The first step will be to create a table for the Unique CardTokenNumber. So make a table and create that field and set that field to be the key field and then make a relationship back to the transactions table where the reference field on the right side is a formula field equal to the. CardTokenNumber. (doing this flyer a form the field will make sure that you can still enter records manually).
Initialize this table by making a summary report on your transaction table and using the option to copy to another table and that will let you copy the unique values to the unique values table.
Create a formula checkbox field on the CardTokenNumber index table called [CardTokenNumber Exists?] with a formula of true.
Look up that field down to the transaction table so that you have an ability to know if you have an orphan CardTokenNumber in the transaction table that needs to be created in the index table.
But as a tape/dictate this, I'm realizing that you may want to consider having the index table include the vendor in the Keyfield so maybe the format is something like
Vendor–CardTokenNumber
because I imagine you could have incorrect card token numbers which are duplicated across multiple vendors.
I believe you should be able to use that relationship to get summaries of the number of valid and invalid transactions and get the summary totals you need on that index table.
Then we have to figure out how to maintain the index table. One thing you should do right off the bat is to make a safety net summary report of index table records that need to be created and subscribe yourself to that report.
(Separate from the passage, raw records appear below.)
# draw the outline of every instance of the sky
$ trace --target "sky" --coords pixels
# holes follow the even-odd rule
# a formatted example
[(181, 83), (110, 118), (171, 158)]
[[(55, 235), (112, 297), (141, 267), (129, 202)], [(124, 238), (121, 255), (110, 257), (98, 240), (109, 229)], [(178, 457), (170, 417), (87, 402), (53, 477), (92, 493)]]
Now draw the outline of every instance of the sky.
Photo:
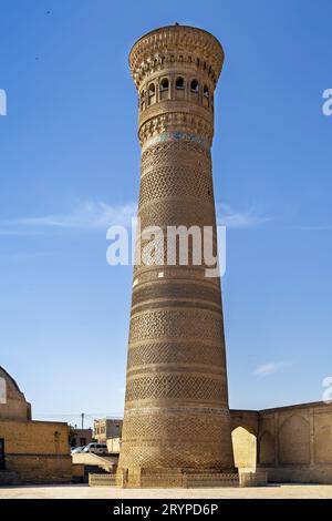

Then you will want to build a pipeline to detect if the transaction record being created is missing from the index file. If these are created in batches and there could be duplicate orphan children needing the same index record created then the pipeline should add them to the index table, one by one using a bulk upsert, even though it's one record being upserted. The reason for that is that if you simply trigger a pipeline to add a record to the index table, when one is missing, and records are imported into the transaction table in bulk then you can get a race condition where the pipeline is triggered twice, and the second pipeline instance that loses the race, will fail on duplicate key on the index table. To avoid those errors which will just annoy you, you can have the pipeline create a bulk upsert, add the single row, and then commit the upsert. That way if two need to be created at the same split second the second one will simply upsert Merge and not try to cause a duplicate index record.
- dyarosh15 days agoQrew Trainee
Thank you for the idea. I will have to think about it as there are hundreds of thousands of records in the table. We are in the process of re-architecting the process that uses this table and when completed this table will no longer be needed so I was hoping to get the data without having to create more tables and pipelines.